LPA Williams observed a visitor and temperature check log, masks, gloves, and disinfection station at the front entrance. Facility has one entry and exit point. Hand sanitizer was readily available to residents and visitors. Social distancing is maintained in the common areas. Hand washing and other various Covid-19 related signs were observed in the common areas.

LPA Williams observed a two day supply of perishable food and seven day supply of non-perishable food. Cleaning supplies were observed behind a locked cabinet. LPA Williams observed the following personal protective equipment in the facility; gowns, gloves, and masks.

LPA Williams observed staff training records regarding Covid-19 mitigation and infection control. LPA Williams observed all facility staff wearing masks. Resident’s files have updated emergency contact information.
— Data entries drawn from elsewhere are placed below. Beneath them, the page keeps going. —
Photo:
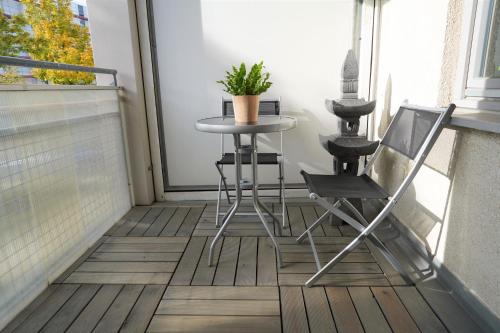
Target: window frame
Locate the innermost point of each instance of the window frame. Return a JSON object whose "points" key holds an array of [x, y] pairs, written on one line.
{"points": [[477, 24]]}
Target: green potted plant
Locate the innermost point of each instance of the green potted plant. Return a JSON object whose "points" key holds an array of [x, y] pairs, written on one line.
{"points": [[246, 89]]}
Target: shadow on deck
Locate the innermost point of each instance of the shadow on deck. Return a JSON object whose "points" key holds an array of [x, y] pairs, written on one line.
{"points": [[150, 273]]}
No deficiencies were cited.

Exit interview was conducted with Administrator and a copy of this report was provided.
SUPERVISORS NAME: Serigy Pidgirny
LICENSING EVALUATOR NAME: Darius Williams
LICENSING EVALUATOR SIGNATURE: DATE: 06/30/2021
I acknowledge receipt of this form and understand my licensing appeal rights as explained and received.
FACILITY REPRESENTATIVE SIGNATURE: DATE: 06/30/2021
This report must be available at Child Care and Group Home facilities for public review for 3 years.